Nell’ottobre del 1945, dopo un lungo periodo passato in vari ospedali militari, Giuseppina riesce finalmente a ricongiungersi con la famiglia. Racconterà di lei la figlia Rosaria. “Ancora ricordo il momento in cui rividi mia madre, dopo due anni, provata nel corpo e nello spirito, ma viva. Un’emozione fortissima mi assalì e non riuscii a parlare per parecchi minuti, tanta era la commozione nell’averla ritrovata”
Forse il bene che Giuseppina aveva donato agli altri le era tornato indietro, facendole salva la vita. Il suo pensiero ritornerà spesso a quel giardino di via Vela, in cui riteneva di aver trascorso i migliori anni della sua vita. Morirà a Como il 15 febbraio del 1976, all’età di 70 anni, per una emorragia cerebrale.
Giuseppina negli anni del dopoguerra non avrà riconoscimento alcuno, né ci si curerà di parlare della sua vicenda. Solo il 14 marzo del 2018, il Presidente della Repubblica Sergio Mattarella le conferirà, alla memoria, una Medaglia d’oro al Merito civile, per essere “ancora oggi splendido esempio di straordinario coraggio e di incrollabile fede nel valore della libertà”
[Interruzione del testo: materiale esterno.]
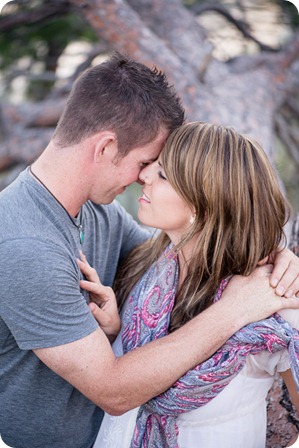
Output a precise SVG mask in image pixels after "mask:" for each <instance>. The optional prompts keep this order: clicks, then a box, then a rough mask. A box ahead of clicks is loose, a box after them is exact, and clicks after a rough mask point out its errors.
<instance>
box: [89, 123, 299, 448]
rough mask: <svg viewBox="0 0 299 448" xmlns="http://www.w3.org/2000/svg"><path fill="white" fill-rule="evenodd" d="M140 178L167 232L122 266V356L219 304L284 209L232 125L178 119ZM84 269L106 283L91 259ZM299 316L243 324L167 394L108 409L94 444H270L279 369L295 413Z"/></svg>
mask: <svg viewBox="0 0 299 448" xmlns="http://www.w3.org/2000/svg"><path fill="white" fill-rule="evenodd" d="M140 179H141V180H142V181H143V183H144V187H143V193H142V196H141V197H140V199H139V203H140V208H139V212H138V217H139V219H140V221H141V222H142V223H144V224H145V225H147V226H152V227H154V228H159V229H161V232H160V233H159V234H158V236H157V237H155V238H153V239H152V240H151V241H150V242H146V243H144V244H143V245H142V246H140V247H138V248H137V249H135V251H134V252H133V253H132V254H131V256H130V257H129V260H126V264H125V266H124V267H123V269H122V270H121V271H120V273H119V277H118V280H117V283H116V292H117V295H118V299H119V303H120V307H121V310H122V311H121V316H122V329H121V332H120V334H119V335H118V337H117V339H116V341H115V342H114V350H115V353H116V354H117V355H119V356H121V355H122V353H123V352H128V351H130V350H133V349H135V348H137V347H138V346H141V345H144V344H145V343H147V342H149V341H150V340H152V339H156V338H158V337H160V336H163V335H164V334H166V333H167V332H172V331H175V330H176V329H177V328H179V327H180V326H181V325H183V324H184V323H185V322H187V321H189V320H190V319H192V317H193V316H195V315H197V314H198V313H200V312H201V311H203V310H204V309H205V308H207V307H209V306H210V305H211V304H212V303H213V301H214V300H218V299H219V298H220V297H221V293H222V291H223V289H224V288H225V287H226V285H227V283H228V282H229V279H230V278H231V276H232V275H238V274H241V275H248V274H250V273H251V272H252V271H253V270H254V269H255V267H256V265H257V264H258V263H260V264H261V263H265V262H266V261H267V256H268V254H270V253H271V252H273V251H275V250H277V249H278V247H279V245H280V244H281V242H282V239H283V226H284V224H285V222H286V220H287V217H288V207H287V205H286V203H285V200H284V198H283V195H282V194H281V192H280V190H279V187H278V183H277V180H276V177H275V174H274V171H273V169H272V168H271V165H270V163H269V161H268V159H267V157H266V155H265V153H264V152H263V150H262V149H261V147H260V146H259V145H258V144H257V143H256V142H254V141H252V140H251V139H249V138H247V137H244V136H242V135H240V134H238V133H237V132H236V131H235V130H233V129H231V128H225V127H222V126H217V125H212V124H208V123H200V122H197V123H189V124H186V125H184V126H182V127H181V128H179V129H177V130H176V131H174V132H173V133H172V134H171V136H170V137H169V138H168V140H167V143H166V146H165V148H164V149H163V151H162V153H161V155H160V157H159V159H158V160H157V161H156V162H154V163H152V164H151V165H149V166H147V167H146V168H144V169H143V170H142V172H141V174H140ZM80 267H81V269H82V271H83V273H85V275H86V276H87V278H88V279H89V280H93V281H98V278H96V277H95V274H94V272H93V271H92V269H91V268H90V267H89V265H88V263H87V262H86V260H84V259H83V261H82V262H81V263H80ZM81 286H82V287H83V288H85V289H88V290H89V291H94V292H95V291H96V290H95V289H94V288H93V287H92V286H90V284H89V283H88V282H85V281H83V282H82V283H81ZM110 292H111V291H110V290H109V289H106V293H107V295H108V296H109V295H110ZM106 293H105V294H106ZM93 298H98V297H97V296H96V294H95V297H93ZM248 299H249V300H250V298H248ZM103 300H104V301H106V298H104V299H103ZM108 303H109V302H108ZM105 306H106V305H105ZM298 314H299V313H298V311H291V310H289V311H288V315H286V316H285V317H286V318H287V319H288V321H289V323H290V325H289V324H288V323H287V322H285V321H284V319H282V318H281V317H280V316H279V315H275V316H274V317H272V318H269V319H267V320H265V321H261V322H259V323H256V324H251V325H249V326H247V327H245V329H242V330H240V331H239V332H238V333H236V334H235V335H234V336H233V337H232V338H231V339H230V340H229V341H228V342H227V343H226V344H225V346H223V347H222V348H221V349H220V350H219V351H218V352H217V353H216V354H215V355H214V356H213V357H212V358H210V359H209V360H208V361H206V362H205V363H203V364H202V365H201V366H198V367H197V368H195V369H194V370H193V371H189V372H187V373H186V375H185V376H184V377H183V378H182V379H181V380H179V381H178V382H177V383H176V384H175V385H174V386H173V387H172V388H171V389H169V391H166V392H165V393H164V394H162V395H160V396H159V397H156V398H155V399H153V400H151V401H150V402H149V403H147V404H146V405H143V406H141V407H140V408H139V409H134V410H132V411H130V412H128V413H126V414H124V415H123V416H119V417H113V416H109V415H107V414H106V415H105V418H104V421H103V423H102V426H101V430H100V432H99V435H98V438H97V440H96V443H95V445H94V448H108V447H113V448H126V447H151V448H153V447H161V448H162V447H163V448H165V447H180V448H185V447H186V448H187V447H188V448H195V447H199V446H200V447H204V448H214V447H216V446H221V447H222V448H235V447H244V448H261V447H264V446H265V439H266V401H265V399H266V395H267V392H268V390H269V389H270V387H271V385H272V383H273V380H274V375H275V373H276V371H279V372H281V374H282V376H283V377H284V379H285V381H286V384H287V386H288V388H289V390H290V393H291V396H292V398H293V401H294V403H295V405H296V406H298V409H299V395H298V392H297V391H296V388H295V382H294V379H293V376H292V374H291V371H290V360H289V358H290V356H291V357H292V368H293V372H294V374H295V375H296V381H297V383H298V381H299V369H298V365H299V362H298V358H299V338H298V332H297V331H296V330H294V329H293V328H292V327H293V326H295V327H296V328H299V316H298ZM287 347H288V350H287ZM150 367H151V366H149V368H150ZM298 384H299V383H298Z"/></svg>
Anche Caltanissetta, sua città natale, il 27 Gennaio del 2022, renderà omaggio alla sua memoria, rimasta per troppo tempo nell’oblio, apponendo una targa commemorativa sul muro della casa in cui era nata ed intitolandole la strada, precedentemente denominata via Piazza Armerina, in cui la palazzina è ubicata.